In Layer 2 mode, one or more nodes take responsibility for providing the service within the local network. From the network’s perspective, it appears as if each of these nodes has multiple IP addresses assigned to its network interface. Technically, this is achieved by the module responding to ARP requests for IPv4 services and NDP requests for IPv6 services. The primary advantage of Layer 2 mode is its versatility: it works in any Ethernet network without requiring specialized hardware.

Principle of operation compared to L2 mode in MetalLB module

MetalLB in L2 mode allows ordering Service with LoadBalancer type, the operation of which is based on the fact that balancing nodes simulate ARP-responses from the “public” IP in a peering network. This mode has a significant limitation — only one balancing node handles all the incoming traffic of this service at a time. Therefore:

  • The node selected as the leader for the “public” IP becomes a “bottleneck”, with no possibility of horizontal scaling.
  • If the balancer node fails, all current connections will be dropped while switching to a new balancing node that will be selected as the leader.

This module helps to overcome these limitations. It introduces a new resource, MetalLoadBalancerClass, which allows associating a group of nodes with an IP address pool using a nodeSelector. Afterward, a standard Service resource of type LoadBalancer can be created, specifying the name of the corresponding MetalLoadBalancerClass. Additionally, annotations can be used to define the required number of IP addresses for L2 advertisement.

Thus:

  • The application will receive not a single, but several (according to the number of balancer nodes) “public” IPs. These IPs will need to be configured as A-records for the application’s public domain. For further horizontal scaling, additional balancer nodes will need to be added, the corresponding Service will be created automatically, you just need to add them to the list of A-records for the application domain.
  • If one of the balancer nodes fails, only part of the connections will fail over to the healthy node.

BGP mode

Available in Enterprise Edition only.

In BGP mode, each node in your cluster establishes a BGP peering session with your network routers and uses this peering session for advertising the IPs of the external cluster services. Assuming your routers are configured to support multipath, this enables true load balancing: the routes published by MetalLB are equivalent to each other, except for their nexthop. This means that routers will use all the nexthops together and load balance between them. Once packets arrive at a node, kube-proxy does the final hop of traffic routing, delivering packets to a particular Pod in the service.

Load-Balancing Behavior

The exact load balancing behavior depends on your specific router model and configuration, but the general behavior is to balance per-connection based on the packet hash.

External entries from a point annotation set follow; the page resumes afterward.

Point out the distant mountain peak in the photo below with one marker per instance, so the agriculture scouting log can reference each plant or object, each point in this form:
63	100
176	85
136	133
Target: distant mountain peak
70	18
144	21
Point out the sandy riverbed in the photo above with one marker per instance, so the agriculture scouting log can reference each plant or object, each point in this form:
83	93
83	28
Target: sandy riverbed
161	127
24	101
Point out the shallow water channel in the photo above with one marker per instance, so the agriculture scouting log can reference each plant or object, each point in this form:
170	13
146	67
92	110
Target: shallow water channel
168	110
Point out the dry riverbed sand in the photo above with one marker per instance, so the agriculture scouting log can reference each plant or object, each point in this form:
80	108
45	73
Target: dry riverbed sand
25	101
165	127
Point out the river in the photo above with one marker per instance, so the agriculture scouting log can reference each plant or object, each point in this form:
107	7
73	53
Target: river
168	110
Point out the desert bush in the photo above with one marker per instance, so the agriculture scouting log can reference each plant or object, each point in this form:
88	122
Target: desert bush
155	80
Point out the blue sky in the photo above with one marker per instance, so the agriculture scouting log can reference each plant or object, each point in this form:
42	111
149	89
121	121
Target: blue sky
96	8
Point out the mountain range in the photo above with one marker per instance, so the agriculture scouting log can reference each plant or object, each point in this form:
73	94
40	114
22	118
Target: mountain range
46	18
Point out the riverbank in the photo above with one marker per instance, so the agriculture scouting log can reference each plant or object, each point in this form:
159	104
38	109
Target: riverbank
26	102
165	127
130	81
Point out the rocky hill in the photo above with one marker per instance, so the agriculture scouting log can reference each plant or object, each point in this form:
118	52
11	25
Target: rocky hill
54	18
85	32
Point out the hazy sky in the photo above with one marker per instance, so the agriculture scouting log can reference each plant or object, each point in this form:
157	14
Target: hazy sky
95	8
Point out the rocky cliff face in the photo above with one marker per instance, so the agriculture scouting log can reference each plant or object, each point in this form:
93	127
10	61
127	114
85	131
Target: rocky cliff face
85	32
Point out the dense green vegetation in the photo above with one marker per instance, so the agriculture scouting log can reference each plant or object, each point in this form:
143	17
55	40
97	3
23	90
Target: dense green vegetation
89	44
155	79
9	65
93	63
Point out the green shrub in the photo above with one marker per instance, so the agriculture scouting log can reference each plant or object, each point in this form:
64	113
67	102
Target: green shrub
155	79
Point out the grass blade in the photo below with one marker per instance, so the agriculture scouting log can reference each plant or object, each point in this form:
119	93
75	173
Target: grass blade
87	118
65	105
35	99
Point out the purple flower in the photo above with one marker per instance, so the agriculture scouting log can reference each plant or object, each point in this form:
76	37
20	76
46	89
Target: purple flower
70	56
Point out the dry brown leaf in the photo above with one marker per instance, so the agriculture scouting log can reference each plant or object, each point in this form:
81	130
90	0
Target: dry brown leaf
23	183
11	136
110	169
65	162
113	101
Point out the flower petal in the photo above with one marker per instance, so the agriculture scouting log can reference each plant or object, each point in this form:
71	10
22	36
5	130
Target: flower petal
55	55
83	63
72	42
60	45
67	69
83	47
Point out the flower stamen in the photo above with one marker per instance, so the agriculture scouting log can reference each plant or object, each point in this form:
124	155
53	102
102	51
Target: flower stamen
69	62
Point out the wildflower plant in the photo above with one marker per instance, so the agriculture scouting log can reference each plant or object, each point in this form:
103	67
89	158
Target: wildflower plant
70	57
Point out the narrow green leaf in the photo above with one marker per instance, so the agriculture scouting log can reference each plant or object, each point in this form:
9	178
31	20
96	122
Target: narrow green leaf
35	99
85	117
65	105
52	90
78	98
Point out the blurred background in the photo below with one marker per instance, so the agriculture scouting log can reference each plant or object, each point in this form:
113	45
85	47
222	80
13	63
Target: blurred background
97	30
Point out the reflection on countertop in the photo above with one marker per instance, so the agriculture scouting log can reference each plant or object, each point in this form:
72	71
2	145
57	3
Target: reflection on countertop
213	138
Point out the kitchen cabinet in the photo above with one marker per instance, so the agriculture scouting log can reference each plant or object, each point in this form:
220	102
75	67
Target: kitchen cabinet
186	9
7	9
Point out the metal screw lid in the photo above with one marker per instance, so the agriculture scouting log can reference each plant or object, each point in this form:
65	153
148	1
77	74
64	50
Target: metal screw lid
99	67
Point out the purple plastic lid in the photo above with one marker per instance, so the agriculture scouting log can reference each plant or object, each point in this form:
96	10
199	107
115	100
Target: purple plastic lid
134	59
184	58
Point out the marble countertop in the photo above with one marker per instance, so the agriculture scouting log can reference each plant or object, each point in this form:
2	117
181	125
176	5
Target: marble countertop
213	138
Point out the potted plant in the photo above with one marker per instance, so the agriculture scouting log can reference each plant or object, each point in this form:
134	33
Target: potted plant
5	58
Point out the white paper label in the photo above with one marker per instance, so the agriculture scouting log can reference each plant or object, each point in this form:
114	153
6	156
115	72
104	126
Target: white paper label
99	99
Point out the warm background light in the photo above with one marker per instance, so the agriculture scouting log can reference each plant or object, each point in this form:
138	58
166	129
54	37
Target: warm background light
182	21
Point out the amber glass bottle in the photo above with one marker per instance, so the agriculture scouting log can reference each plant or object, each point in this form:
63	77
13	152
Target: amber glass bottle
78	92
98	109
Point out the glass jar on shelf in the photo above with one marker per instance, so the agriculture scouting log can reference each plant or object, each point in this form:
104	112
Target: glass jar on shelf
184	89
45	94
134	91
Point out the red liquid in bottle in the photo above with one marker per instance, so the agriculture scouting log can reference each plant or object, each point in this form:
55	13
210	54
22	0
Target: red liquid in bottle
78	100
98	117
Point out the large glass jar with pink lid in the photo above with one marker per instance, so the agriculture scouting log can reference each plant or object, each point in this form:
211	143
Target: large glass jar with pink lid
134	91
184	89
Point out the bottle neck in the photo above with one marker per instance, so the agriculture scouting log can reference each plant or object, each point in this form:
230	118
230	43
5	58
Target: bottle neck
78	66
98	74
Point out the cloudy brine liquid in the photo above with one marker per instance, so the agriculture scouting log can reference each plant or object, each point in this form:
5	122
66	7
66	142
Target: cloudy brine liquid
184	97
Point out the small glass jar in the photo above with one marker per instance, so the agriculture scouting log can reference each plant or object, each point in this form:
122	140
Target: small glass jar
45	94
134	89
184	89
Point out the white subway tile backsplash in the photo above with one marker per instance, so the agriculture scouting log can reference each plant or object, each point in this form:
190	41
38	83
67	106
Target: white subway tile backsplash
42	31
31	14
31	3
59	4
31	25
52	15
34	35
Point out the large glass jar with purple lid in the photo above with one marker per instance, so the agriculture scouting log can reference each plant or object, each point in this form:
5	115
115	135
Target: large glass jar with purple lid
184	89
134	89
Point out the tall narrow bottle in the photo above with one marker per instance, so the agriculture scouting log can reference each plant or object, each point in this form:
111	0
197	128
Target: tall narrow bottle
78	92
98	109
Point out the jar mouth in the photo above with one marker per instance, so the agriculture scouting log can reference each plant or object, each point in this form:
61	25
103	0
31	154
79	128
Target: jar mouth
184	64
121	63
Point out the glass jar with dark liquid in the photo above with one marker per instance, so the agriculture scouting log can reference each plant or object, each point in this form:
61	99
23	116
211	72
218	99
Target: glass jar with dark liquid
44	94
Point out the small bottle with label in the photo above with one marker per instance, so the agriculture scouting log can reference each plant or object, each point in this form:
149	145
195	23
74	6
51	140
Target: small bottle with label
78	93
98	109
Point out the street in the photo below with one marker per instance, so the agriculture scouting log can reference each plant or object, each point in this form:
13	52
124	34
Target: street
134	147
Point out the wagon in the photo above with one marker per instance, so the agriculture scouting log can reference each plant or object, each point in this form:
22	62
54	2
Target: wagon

Per-connection means that all packets for a single TCP or UDP session will be routed to a single machine in your cluster. The traffic spreading happens only between different connections and not for packets within a single connection. This is good because spreading packets across multiple cluster nodes would result in poor behavior on several levels:

  • Spreading the same connection over multiple paths would result in packet reordering on the wire, drastically impacting the end host’s performance.
  • On-node traffic routing in Kubernetes is not guaranteed to be consistent across nodes. This means that two different nodes may decide to route packets for the same connection to different Pods, resulting in connection failures.

Packet hashing allows high-performance routers to spread connections across multiple backends statelessly. For each packet, they extract some of the fields and use those as a “seed” to deterministically select one of the possible backends. If all the fields are the same, the same backend will be chosen. The exact hashing methods available depend on the router’s hardware and software. Two typical options are 3-tuple and 5-tuple hashing. 3-tuple uses the protocol, the source and destination IPs as the key, meaning that all packets between two unique IPs will be routed to the same backend. 5-tuple hashing adds the source and destination ports to the mix, allowing different connections from the same clients to be distributed across the cluster.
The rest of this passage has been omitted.